The main focus of her lab is to develop stem cell and gene therapy strategies for degenerative multi-systemic disorders, and to understand the mechanisms by which hematopoietic stem and progenitor cells (HSPC) can lead to tissue repair. Her work is leading to the first-in-human clinical trial for autologous hematopoietic stem cell gene therapy for cystinosis, but also her findings on the cellular mechanism of HSPC-mediated tissue preservation led to the application of this strategy to other disorders including the neuro-muscular degenerative disease, Friedreich’s ataxia.
Stephanie Cherqui received her Ph.D in 2002 at Necker hospital (Paris, France); her research project focused on the molecular characterization of cystinosis and the generation of the mouse model. She then specialized in stem cells and gene therapy during her post-doctoral internship at The Scripps Research Institute where she was appointed Assistant Professor in 2009. In 2012, Dr. Cherqui joined the University of California, San Diego, Department of Pediatrics, Division of Genetics and became Associate Professor in 2016.
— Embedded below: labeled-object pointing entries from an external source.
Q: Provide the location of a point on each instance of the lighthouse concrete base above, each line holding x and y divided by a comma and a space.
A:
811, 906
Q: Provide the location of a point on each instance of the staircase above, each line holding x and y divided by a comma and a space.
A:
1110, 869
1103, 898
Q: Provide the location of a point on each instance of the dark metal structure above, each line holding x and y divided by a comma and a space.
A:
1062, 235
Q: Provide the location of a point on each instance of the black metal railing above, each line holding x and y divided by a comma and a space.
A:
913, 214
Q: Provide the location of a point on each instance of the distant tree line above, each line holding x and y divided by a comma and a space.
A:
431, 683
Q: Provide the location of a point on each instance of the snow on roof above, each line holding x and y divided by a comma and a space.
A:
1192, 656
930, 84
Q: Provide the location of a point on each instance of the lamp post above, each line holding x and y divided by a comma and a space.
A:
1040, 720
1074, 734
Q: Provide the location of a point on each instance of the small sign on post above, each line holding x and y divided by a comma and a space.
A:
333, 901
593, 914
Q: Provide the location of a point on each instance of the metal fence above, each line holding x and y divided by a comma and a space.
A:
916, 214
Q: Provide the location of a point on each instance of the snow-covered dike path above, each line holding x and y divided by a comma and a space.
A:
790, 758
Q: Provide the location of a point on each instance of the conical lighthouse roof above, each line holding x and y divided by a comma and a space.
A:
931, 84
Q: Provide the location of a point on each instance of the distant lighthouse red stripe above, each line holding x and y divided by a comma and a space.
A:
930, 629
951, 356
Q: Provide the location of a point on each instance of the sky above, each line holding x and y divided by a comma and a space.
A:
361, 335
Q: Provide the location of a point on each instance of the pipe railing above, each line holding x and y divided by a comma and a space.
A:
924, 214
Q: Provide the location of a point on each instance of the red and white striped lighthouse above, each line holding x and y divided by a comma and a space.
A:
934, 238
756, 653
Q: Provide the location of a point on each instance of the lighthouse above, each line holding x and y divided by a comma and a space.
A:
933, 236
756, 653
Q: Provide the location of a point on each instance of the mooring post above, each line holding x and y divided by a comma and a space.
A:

She is the Chair of the Cystinosis Stem Cell and Gene Therapy Consortium. Dr. Cherqui is also the chair of the Gene and Cell Therapy of Genetic and Metabolic Diseases at the American Society of Gene and Cell Therapy (ASCGT). She is a member of the Scientific Review Board of the Cystinosis Research Foundation and a Scientific Council member for the Cure Cystinosis International Registry (CCIR). Her research is funded by grants from the National Institute of Health (NIH), California Institute of Regenerative Medicine (CIRM), and the Cystinosis Research Foundation.